Она, с вчерашним компрессом на горле (фу, водяра — как её только пьют!), в одних трусиках, сидит на кресле и мутно думает о любви (можно сказать, что в настоящий момент даже о сексе), рядом стоят книги маркиза де Сада и графа Толстого, но она не знает этих имён — она листает мягкую коротенькую разваливающуюся на глазах книжку из серии «Романтическ (-ая, — ое, -ий; второе слово я забыл)» и морщится: как мать может читать такую парашу. «Параша» — это ее личное слово: параша — это сериал или советский фильм, непараша — это что-нибудь увлекательное или развлекательное, клёвое, короче. Хоть ей и пятнадцать, она не знает, что можно раздвинуть ножки, приникнуть к ним пальчиком, проникнуть в них и классно закайфовать; но уже близка к этому… (она просто ленива, как говорят «родаки», просто инертна и безынициативна, как выражаются «классуха», «преподы» и «психачи»). Вот она берёт в руки развалины желтопузых и, так сказать, черносотенных газет, обильно украшенных изразцами всякой пакости и обильно приносимых домой одной из «родаков» — «Житьё-бытьё», «Криминал», «СПИД-Инфо», «Экспресс-газета» — где-то они разгадывали кроссворд с формулировками типа «река», на что ответ даётся такой: «русло», или, допустим, «дельта» (хотя последнее я, наверное, загнул) — она тут видит цветную фотографию трупа — сине-зелёное тело пузатого мужика, красно-чёрные лохмотья — отрублены руки и голова (она стоит у него на груди) — даже у Slayer’а на развороте «Diabulus in musica» приличнее! «Фю!» — она отбрасывает листок, выгребая другой, шарит взглядом, чисто механически читает: «Как 20 способами совершить мастурбацию»; это слово не говорит ей ничего («…если поднапрячься, то вспомню, а так…»), но она бегло и вяло читает и вдруг — вчитывается… «Парфюмерный вариант», — читает она. Возьмите шариковый дезодорант… использованный уже, короче… натяните на него презерватив… Я что-то не так поняла?.. Проехали. Можно взять огурец, морковь, баклажан лучше не брать (??!), тоже натяните, а то бактерии… Душ и т. п. Тоже не очень понятно (ей).

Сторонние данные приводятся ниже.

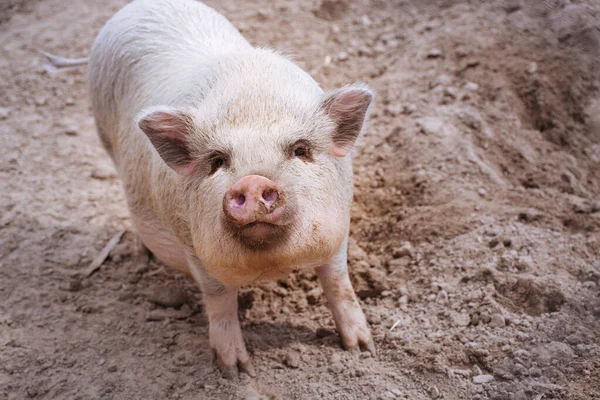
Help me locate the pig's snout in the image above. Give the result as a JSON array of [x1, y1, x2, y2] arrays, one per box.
[[223, 175, 285, 228]]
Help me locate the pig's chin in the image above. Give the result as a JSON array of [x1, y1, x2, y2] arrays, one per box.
[[233, 222, 289, 250]]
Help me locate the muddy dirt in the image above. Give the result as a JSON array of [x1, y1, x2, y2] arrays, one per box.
[[0, 0, 600, 400]]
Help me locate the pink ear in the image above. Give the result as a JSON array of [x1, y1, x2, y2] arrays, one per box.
[[322, 86, 373, 157], [138, 108, 196, 176]]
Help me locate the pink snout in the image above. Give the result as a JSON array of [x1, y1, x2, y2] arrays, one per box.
[[223, 175, 285, 228]]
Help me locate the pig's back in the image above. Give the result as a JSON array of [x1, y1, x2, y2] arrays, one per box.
[[89, 0, 251, 158]]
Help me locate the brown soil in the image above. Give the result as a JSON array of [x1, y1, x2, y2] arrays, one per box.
[[0, 0, 600, 400]]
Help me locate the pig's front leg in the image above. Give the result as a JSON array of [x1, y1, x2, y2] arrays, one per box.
[[190, 261, 255, 379], [316, 242, 375, 355]]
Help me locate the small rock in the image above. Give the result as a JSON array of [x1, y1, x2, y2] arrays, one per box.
[[306, 286, 323, 305], [529, 367, 542, 378], [146, 304, 192, 321], [392, 242, 413, 258], [283, 351, 300, 369], [489, 314, 506, 328], [329, 352, 342, 364], [463, 82, 479, 92], [452, 313, 471, 326], [431, 74, 452, 88], [515, 256, 533, 271], [315, 328, 335, 339], [535, 342, 575, 365], [90, 164, 117, 180], [329, 363, 344, 374], [512, 363, 529, 376], [146, 285, 188, 308], [427, 49, 442, 58], [62, 124, 79, 136], [435, 290, 448, 305], [313, 0, 348, 21], [67, 279, 83, 292], [473, 375, 494, 385], [444, 87, 458, 99], [385, 103, 404, 117], [417, 117, 446, 136], [366, 310, 381, 325], [0, 107, 10, 121]]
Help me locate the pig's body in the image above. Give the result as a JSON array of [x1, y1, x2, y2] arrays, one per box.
[[89, 0, 373, 372]]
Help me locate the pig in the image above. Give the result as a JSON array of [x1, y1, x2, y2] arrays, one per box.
[[89, 0, 375, 377]]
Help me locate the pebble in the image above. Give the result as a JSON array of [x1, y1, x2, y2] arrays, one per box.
[[516, 256, 533, 271], [417, 117, 446, 136], [283, 351, 300, 368], [452, 313, 471, 326], [67, 279, 83, 292], [435, 290, 448, 305], [431, 74, 452, 88], [90, 165, 117, 180], [63, 124, 79, 136], [146, 285, 188, 308], [473, 375, 494, 385], [489, 314, 506, 328], [329, 363, 344, 374], [392, 242, 413, 258], [315, 328, 335, 339], [146, 304, 192, 321], [306, 286, 323, 305], [535, 342, 575, 364], [0, 107, 10, 121], [463, 82, 479, 92], [427, 49, 443, 58], [385, 103, 404, 117]]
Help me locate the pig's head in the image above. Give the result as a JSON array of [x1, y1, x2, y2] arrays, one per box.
[[138, 51, 373, 285]]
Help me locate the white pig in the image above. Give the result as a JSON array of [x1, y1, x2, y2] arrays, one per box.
[[89, 0, 375, 376]]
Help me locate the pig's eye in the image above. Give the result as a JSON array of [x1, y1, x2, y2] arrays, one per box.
[[292, 140, 312, 161], [210, 153, 227, 175]]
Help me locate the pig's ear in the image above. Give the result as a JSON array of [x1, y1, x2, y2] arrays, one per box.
[[322, 85, 374, 157], [137, 107, 196, 176]]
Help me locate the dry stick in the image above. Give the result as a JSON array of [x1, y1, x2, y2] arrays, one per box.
[[85, 230, 125, 277]]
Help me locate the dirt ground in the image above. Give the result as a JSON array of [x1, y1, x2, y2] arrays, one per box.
[[0, 0, 600, 400]]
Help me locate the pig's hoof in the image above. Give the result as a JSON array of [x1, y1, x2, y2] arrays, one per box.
[[213, 350, 256, 380], [342, 333, 377, 357]]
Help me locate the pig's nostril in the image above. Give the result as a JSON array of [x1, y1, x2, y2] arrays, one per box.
[[263, 190, 279, 205], [232, 193, 246, 206]]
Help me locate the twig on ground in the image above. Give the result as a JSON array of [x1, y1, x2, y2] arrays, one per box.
[[84, 230, 125, 277]]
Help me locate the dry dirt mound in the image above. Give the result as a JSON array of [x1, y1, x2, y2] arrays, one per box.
[[0, 0, 600, 400]]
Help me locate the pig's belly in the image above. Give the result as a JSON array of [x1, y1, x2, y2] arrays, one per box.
[[132, 216, 190, 274]]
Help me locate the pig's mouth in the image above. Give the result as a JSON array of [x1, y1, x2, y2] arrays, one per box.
[[227, 221, 289, 250]]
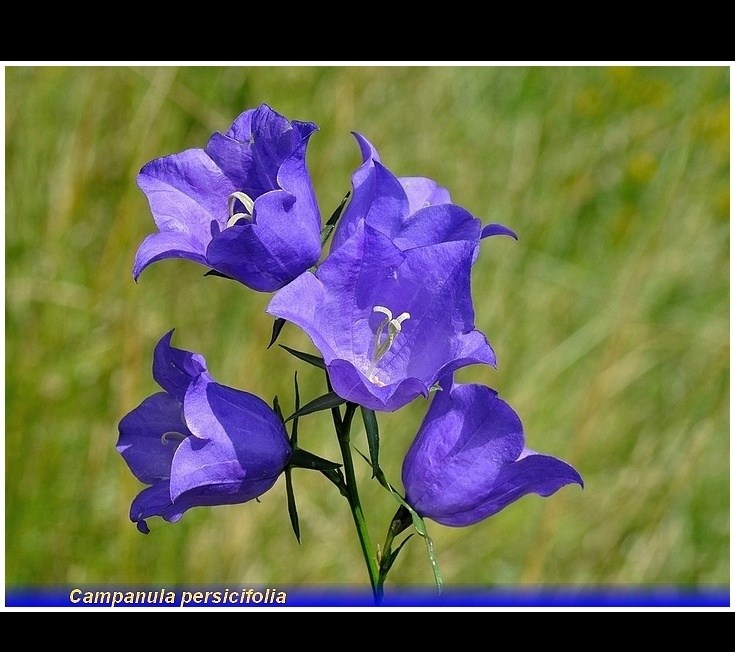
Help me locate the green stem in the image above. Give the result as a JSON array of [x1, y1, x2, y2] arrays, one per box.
[[378, 505, 411, 600], [332, 403, 380, 604]]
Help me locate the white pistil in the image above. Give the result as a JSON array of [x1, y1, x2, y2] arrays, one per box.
[[225, 190, 255, 228], [368, 306, 411, 387]]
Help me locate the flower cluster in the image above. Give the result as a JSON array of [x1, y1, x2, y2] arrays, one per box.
[[118, 104, 582, 572]]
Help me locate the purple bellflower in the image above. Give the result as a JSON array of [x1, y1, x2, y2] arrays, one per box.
[[133, 104, 321, 292], [266, 220, 495, 412], [117, 331, 291, 534], [331, 132, 517, 259], [402, 379, 584, 527]]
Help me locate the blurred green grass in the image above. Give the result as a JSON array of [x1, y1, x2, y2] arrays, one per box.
[[5, 66, 730, 590]]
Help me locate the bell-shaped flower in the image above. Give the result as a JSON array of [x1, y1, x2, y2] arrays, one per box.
[[402, 379, 584, 527], [266, 221, 495, 412], [331, 132, 516, 259], [117, 331, 291, 534], [133, 104, 321, 292]]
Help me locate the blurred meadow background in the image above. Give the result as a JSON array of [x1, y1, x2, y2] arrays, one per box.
[[5, 66, 730, 595]]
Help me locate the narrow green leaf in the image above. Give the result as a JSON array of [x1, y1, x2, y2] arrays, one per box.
[[286, 392, 347, 422], [289, 448, 342, 471], [321, 469, 349, 498], [288, 371, 301, 449], [285, 468, 301, 543], [380, 534, 413, 577], [357, 451, 442, 592], [266, 317, 286, 349], [273, 396, 283, 421], [278, 344, 327, 369], [360, 406, 380, 477]]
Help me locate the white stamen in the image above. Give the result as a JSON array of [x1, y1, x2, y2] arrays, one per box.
[[225, 190, 255, 228], [368, 306, 411, 387]]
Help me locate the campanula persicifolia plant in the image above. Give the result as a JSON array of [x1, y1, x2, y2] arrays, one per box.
[[117, 104, 583, 604]]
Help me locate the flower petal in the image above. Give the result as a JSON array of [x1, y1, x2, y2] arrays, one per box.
[[153, 329, 207, 404], [117, 392, 190, 484], [402, 384, 582, 526], [134, 149, 237, 278]]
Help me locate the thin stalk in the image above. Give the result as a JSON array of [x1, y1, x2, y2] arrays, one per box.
[[333, 402, 380, 604]]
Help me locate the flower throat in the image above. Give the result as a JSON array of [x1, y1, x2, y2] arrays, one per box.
[[368, 306, 411, 387]]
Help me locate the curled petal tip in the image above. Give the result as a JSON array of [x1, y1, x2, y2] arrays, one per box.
[[480, 224, 518, 240]]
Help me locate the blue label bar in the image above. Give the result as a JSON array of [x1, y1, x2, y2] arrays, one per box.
[[5, 585, 730, 609]]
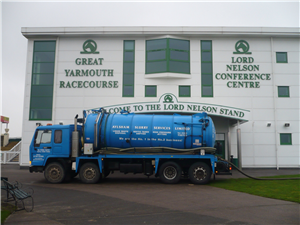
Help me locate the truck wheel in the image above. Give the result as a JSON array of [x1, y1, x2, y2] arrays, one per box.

(Некторые думают, что речь идёт о девочке лет одиннадцати-двенадцати, но я два раза повторил, что ей больше!)

Ей не охота идти на кухню, разогревать этот заклёкший рис без подливки и пить этот почти бесцветный чай без сладостей… Она читает, читает и почти дрожит, хотя и невероятно жарко в квартире, солнечно (самая трудная болезнь была лежать в такую жарищу под сорок под двумя одеялами с температурой под сорок, трястись от озноба, кружиться в бреду под потолком; но сегодня вроде уже всё). Она открывает дверку шифоньерки, чтобы взять майку и новые трусики, смотрит на себя в длинное узкое зеркало. Выпячивает задницу, нагибается, смотрит, дрожит, тянет что есть мочи трусы вверх…

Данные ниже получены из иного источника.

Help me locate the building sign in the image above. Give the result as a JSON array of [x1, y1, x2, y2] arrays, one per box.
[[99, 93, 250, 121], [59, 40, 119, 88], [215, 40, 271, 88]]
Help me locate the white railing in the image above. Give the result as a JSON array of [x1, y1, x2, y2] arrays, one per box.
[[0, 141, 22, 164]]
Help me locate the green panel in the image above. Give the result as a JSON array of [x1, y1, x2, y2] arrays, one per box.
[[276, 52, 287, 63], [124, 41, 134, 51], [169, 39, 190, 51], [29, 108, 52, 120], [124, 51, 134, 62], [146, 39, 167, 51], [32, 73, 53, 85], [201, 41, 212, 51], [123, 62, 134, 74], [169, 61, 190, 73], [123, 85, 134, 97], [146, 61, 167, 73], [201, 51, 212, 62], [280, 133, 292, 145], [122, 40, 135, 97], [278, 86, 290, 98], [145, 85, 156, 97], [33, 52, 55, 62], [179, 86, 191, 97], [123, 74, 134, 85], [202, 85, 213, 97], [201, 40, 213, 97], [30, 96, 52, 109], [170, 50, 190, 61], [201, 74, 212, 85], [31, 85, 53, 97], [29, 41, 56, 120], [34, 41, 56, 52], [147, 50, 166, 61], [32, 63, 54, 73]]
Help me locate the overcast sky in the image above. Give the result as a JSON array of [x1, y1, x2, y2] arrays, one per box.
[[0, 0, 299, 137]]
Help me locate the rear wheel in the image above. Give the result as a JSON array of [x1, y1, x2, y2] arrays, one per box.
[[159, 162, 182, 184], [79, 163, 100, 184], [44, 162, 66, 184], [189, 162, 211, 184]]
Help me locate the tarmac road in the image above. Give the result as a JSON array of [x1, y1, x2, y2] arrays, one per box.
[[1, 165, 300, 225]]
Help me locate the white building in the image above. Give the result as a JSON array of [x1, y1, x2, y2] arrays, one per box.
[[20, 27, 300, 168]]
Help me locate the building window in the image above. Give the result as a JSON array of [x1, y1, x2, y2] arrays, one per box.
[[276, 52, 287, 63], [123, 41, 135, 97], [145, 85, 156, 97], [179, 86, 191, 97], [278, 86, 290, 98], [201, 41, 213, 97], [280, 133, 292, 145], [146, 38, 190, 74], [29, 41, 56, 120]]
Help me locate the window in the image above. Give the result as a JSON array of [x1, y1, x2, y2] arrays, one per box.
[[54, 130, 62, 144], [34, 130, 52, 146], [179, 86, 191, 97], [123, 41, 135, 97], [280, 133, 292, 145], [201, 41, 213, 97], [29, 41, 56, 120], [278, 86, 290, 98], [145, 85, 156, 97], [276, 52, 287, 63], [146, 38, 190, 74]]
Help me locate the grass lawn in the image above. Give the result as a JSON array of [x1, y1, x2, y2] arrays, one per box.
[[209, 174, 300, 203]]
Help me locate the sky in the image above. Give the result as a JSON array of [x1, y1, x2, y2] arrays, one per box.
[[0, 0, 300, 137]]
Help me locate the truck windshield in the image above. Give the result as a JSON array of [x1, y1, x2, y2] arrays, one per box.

«Хард-способ для девственниц».

Роется в коробочке на шкафу, выбирает самый дорогой и красочный презерватив (их много — и не понять зачем! — натаскала мама — она теперь работает ещё и в аптечном складе), кладёт его за резиночку трусов, берёт также и коротенькие лосины-бриджи и идёт в ванную, в уборную надевать их.